Structured Sequent Calculi for Combining Intuitionistic and Classical First-Order Logic

Abstract

We define a sound and complete logic, called \({\cal FO}^{\supset}\), which extends classical first-order predicate logic with intuitionistic implication.

As expected, to allow the interpretation of intuitionistic implication, the semantics of \({\cal FO}^{\supset}\) is based on structures over a partially ordered set of worlds. In these structures, classical quantifiers and connectives (in particular, implication) are interpreted within one (involved) world. Consequently, the forcing relation between worlds and formulas, becomes non-monotonic with respect to the ordering on worlds. We study the effect of this lack of monotonicity in order to define the satisfaction relation and the logical consequence relation which it induces.

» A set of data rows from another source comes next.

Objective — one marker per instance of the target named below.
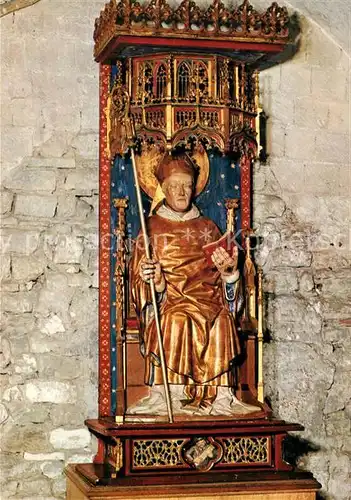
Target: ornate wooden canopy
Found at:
(129, 23)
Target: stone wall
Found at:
(302, 210)
(49, 97)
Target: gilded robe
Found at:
(198, 330)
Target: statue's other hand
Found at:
(151, 269)
(226, 264)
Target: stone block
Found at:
(70, 439)
(56, 147)
(16, 143)
(306, 281)
(57, 367)
(80, 458)
(68, 250)
(270, 82)
(339, 482)
(52, 325)
(295, 81)
(44, 457)
(276, 133)
(83, 182)
(22, 179)
(266, 206)
(26, 112)
(25, 364)
(327, 83)
(59, 487)
(37, 487)
(5, 267)
(9, 287)
(28, 415)
(321, 178)
(282, 282)
(87, 145)
(19, 439)
(50, 162)
(296, 319)
(6, 201)
(52, 469)
(334, 283)
(66, 206)
(35, 205)
(3, 413)
(300, 143)
(50, 392)
(327, 217)
(84, 209)
(12, 394)
(338, 423)
(289, 174)
(339, 392)
(17, 303)
(329, 57)
(28, 268)
(310, 113)
(289, 257)
(281, 112)
(338, 117)
(84, 307)
(332, 148)
(67, 415)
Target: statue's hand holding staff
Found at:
(226, 264)
(151, 269)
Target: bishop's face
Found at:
(178, 189)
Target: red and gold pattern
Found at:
(104, 251)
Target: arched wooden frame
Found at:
(183, 86)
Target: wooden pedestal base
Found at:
(270, 486)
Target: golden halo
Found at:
(148, 162)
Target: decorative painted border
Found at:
(104, 251)
(245, 192)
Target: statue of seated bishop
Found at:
(198, 303)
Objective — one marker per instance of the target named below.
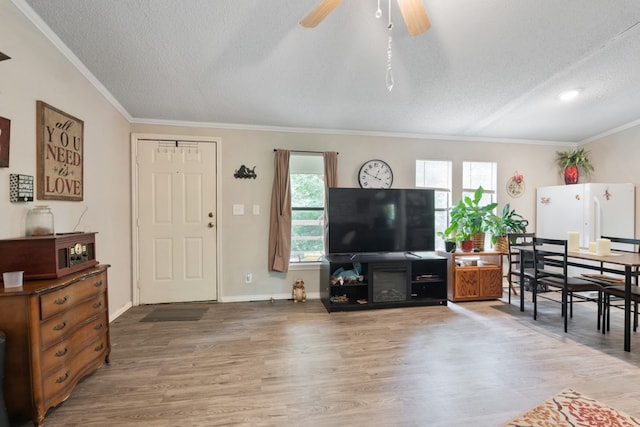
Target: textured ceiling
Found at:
(486, 69)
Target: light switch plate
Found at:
(238, 209)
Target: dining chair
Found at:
(617, 290)
(550, 271)
(515, 264)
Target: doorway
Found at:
(175, 220)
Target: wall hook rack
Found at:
(245, 172)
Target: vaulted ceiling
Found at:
(486, 69)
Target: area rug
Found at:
(573, 409)
(175, 314)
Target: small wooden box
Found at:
(48, 257)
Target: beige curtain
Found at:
(330, 181)
(280, 223)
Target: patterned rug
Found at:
(573, 409)
(171, 313)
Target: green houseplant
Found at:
(571, 162)
(470, 219)
(449, 240)
(509, 221)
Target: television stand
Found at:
(388, 280)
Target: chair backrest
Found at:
(516, 240)
(550, 257)
(624, 244)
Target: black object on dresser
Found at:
(366, 281)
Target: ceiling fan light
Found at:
(569, 95)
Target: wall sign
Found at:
(5, 131)
(60, 139)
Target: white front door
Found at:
(176, 221)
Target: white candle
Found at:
(603, 247)
(573, 242)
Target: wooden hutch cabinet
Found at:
(473, 276)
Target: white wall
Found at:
(38, 71)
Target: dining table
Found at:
(619, 263)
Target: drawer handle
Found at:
(63, 378)
(61, 301)
(61, 353)
(60, 326)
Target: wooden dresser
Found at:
(57, 333)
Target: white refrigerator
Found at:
(592, 209)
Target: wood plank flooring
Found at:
(286, 364)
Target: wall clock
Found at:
(375, 174)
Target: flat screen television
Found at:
(376, 220)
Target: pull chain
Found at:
(389, 75)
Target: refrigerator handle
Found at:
(596, 218)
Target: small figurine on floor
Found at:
(299, 293)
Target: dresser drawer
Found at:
(64, 351)
(58, 301)
(68, 375)
(65, 324)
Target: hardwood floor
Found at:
(286, 364)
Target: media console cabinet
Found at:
(387, 280)
(57, 333)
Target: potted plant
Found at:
(571, 162)
(449, 240)
(507, 222)
(472, 220)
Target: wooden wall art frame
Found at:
(5, 133)
(60, 154)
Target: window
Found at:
(436, 174)
(306, 173)
(476, 174)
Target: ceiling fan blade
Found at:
(319, 13)
(415, 16)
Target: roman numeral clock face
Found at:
(375, 174)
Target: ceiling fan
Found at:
(413, 12)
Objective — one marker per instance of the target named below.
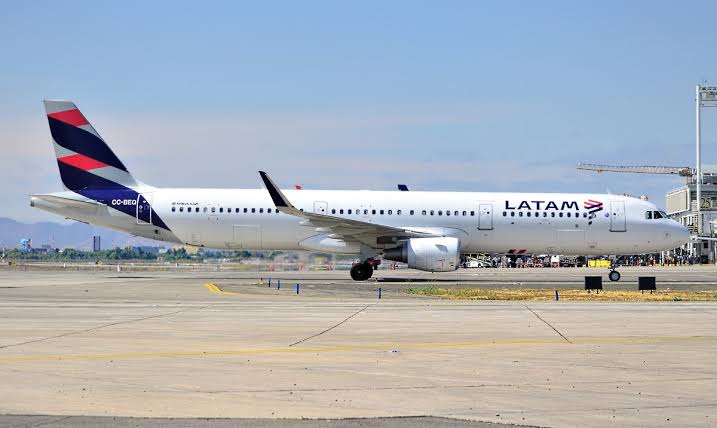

With regard to proof systems for \({\cal FO}^{\supset}\), we follow Gentzen’s approach of sequent calculi (cf.[8]). However, to deal with the two different implications simultaneously, the sequent notion needs to be more structured than the traditional one. Specifically, in our approach, the antecedent is structured as a sequence of sets of formulas. We study how inference rules preserve soundness, defining a structured notion of logical consequence. Then, we give some general sufficient conditions for the completeness of this kind of sequent calculi and also provide a sound calculus which satisfies these conditions. By means of these two steps, the completeness of \({\cal FO}^{\supset}\) is proved in full detail. The proof follows Hintikka’s set approach (cf. [11]), however, we define a more general procedure, called back-saturation, to saturate a set with respect to a sequence of sets.

This work has been partially supported by project TIC98-0949-C02-02.